Israeli insurance group

Harel Insurance Investments and Financial Services Ltd. (הראל השקעות בביטוח ושירותים פיננסים בע"מ) is the largest insurance group in Israel. It is a public company whose shares are traded on the Tel Aviv Stock Exchange and is included in the TA-100 Index. It is controlled by the Hamburger family, which owns 49.9% of the company's shares (mainly through a holding company), while the public holds 50.1%.

==History==

In 1935, Ernst and Margot Hamburger, German Jews who moved to Tel Aviv at the time of the British Mandate of Palestine founded HaMishmar, a small insurance agency.

In 1975, the family established their first insurance company "Harel". In 1982 Harel Insurance and Finances (then known as Harel Hamishmar Investments Ltd.), was established and the ownership of Harel and Hamishmar were transferred to its ownership. The same year, the company had an initial public offering on the Tel Aviv Stock Exchange.

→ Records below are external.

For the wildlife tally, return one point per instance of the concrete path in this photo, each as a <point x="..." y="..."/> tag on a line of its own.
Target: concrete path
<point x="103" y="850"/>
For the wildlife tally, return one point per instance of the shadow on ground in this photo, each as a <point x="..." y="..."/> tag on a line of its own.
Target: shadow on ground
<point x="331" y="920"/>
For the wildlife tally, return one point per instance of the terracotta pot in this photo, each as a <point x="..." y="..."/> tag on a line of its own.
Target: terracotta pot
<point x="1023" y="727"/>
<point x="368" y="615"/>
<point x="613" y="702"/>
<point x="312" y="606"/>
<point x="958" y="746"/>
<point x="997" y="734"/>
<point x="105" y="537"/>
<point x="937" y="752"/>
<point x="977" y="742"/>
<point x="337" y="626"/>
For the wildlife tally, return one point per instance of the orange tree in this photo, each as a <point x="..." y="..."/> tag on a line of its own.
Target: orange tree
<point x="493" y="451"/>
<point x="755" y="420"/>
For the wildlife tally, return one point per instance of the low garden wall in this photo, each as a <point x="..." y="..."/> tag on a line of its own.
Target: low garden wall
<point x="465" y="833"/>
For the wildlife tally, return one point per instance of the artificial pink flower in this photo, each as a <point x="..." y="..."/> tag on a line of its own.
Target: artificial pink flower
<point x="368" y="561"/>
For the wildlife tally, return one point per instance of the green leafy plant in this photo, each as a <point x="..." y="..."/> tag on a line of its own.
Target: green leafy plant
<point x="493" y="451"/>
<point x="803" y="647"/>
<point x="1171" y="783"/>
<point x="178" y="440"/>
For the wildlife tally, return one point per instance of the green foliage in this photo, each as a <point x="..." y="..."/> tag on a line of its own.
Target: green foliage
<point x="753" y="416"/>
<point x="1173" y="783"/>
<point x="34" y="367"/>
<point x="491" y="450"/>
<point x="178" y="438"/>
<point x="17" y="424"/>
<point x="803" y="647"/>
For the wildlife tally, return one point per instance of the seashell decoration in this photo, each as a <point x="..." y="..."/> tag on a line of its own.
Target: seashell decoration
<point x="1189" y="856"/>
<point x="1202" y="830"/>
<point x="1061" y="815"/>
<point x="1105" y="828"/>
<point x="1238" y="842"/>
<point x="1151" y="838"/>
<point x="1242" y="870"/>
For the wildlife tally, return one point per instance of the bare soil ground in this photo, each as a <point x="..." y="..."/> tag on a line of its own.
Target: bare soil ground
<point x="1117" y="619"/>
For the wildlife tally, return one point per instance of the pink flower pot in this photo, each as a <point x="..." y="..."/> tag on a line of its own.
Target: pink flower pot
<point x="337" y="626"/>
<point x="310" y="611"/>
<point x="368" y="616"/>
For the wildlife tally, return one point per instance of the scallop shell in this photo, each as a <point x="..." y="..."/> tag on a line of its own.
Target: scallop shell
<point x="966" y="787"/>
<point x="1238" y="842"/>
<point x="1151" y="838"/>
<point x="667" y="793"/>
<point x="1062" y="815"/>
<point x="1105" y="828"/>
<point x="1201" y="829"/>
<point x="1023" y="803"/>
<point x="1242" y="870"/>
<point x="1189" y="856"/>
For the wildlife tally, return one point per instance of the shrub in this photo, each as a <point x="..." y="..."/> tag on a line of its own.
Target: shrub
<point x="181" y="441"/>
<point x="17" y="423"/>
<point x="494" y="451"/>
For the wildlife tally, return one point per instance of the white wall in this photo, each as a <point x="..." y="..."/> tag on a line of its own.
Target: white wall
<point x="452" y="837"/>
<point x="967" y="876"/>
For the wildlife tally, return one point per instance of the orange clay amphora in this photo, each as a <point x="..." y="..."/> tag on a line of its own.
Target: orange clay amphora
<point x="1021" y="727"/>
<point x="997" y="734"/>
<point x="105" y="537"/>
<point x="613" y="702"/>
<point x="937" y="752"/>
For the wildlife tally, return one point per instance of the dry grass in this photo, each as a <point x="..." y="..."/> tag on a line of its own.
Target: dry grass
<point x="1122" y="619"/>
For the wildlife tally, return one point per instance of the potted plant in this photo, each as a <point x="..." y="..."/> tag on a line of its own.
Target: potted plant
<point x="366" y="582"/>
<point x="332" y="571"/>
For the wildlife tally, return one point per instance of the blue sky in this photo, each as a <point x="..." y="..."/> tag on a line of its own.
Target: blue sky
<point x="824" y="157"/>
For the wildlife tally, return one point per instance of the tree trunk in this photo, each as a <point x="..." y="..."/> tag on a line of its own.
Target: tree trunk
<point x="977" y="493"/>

During the 1980s and 1990s the company acquired a number of other insurance companies in Israel (including: Sahar, Zion, Shiloach and Dikla) and consolidated its position to become Israel's third largest insurance group. During the 2000s the company expanded its activities and entered the pension and mutual funds markets.

In 2007, the name of the company was changed to "Harel Insurance Investments and Financial Services Ltd.".

In 2008 Harel Group established the Israel Infrastructure Fund together with Yehuda Raveh and Yaron Kestenbaum, which invests in and manages infrastructure projects in the fields of water, energy and transportation (trains and roads).

In December 2009 Harel acquired EMI, an Israeli mortgage unit of AIG – American International Group for $35.5m.